Populating Timestream With Scraped Predictit Market Ticks 1

Posted on Wed 04 October 2023 in Election Modeling

Amazon Timestream is a fully managed time series database. It's a relatively new offering to the AWS serverless portfolio. Main Timestream use case is to store IoT device-generated time series data, but our goal is to eventually build a notification and monitoring system based on prediction market tick data that we’re going to store in Timestream. First we need to capture our data, and we’ll be using Scrapy, an application framework for crawling websites, to scrape market data from predictit.com, and store the market tick data in AWS Timestream. This will be initial exploratory working session. In the next section, we'll implement a full parse and store workflow on a schedule to capture real-time time-series market data.


The python code to capture election night data will be hosted on an AWS serverless lambda function. An evenBridge trigger will execute the code every minute, and each election capture will be saved into on an s3 bucket.


Scrapy will be doing heavy lifting with low level networking, scheduling, and downloading functionality. We'll implement two main parts of the scraping interface: * Spider – This is the entry point for our requests. This is where We specify the initial URL to crawl, after which we parse the response or scheduling subsequent requests in our scraping workflow. * Item Pipeline – Once extracted by the spider, the item is processed in the Item Pipeline. In our case, this is where we’re writing our scraped predict market data to Timestream

Before we implement any code, we need to create our Timestream database


Before we implement code to scrape predictit markets, we need to create our Timestream database. Let's take a look at the data we're parsing to get an idea our schema.

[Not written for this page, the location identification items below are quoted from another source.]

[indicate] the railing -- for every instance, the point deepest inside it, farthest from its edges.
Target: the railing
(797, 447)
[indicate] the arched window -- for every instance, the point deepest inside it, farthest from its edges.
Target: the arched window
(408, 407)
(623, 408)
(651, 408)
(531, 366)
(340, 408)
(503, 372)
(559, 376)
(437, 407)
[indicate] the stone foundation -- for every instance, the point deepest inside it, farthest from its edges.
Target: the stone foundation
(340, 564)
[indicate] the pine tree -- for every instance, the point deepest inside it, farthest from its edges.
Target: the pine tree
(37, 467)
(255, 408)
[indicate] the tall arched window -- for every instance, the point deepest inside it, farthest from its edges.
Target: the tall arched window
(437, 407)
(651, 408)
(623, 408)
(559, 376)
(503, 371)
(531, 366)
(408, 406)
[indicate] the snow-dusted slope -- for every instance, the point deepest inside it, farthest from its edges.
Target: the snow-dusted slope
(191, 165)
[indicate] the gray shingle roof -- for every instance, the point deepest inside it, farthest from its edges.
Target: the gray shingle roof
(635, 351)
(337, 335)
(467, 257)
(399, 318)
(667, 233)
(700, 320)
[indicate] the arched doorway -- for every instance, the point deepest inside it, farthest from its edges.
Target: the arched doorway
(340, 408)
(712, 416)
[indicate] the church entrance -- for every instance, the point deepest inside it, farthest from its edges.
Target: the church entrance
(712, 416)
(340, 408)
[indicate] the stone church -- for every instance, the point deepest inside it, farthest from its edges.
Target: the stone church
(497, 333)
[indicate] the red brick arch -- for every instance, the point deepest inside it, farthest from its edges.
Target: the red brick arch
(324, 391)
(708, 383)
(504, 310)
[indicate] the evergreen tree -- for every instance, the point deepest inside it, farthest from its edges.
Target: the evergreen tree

Predictit consists of markets at the top level, with contracts within each market. Each market is indexed by a market ID, and each contract is associated with a contract ID. In the above example:

Market Name Market ID Contract Names Contract IDs
"Which party will win the 2024 US Senate election in Arizona?" 8070 "Democratic"

Dimension represents the metadata attributes of the time series. The above values will comprise our Timestream dimensions.

Based on the Market ID, the Predictit API returns the below contract level data.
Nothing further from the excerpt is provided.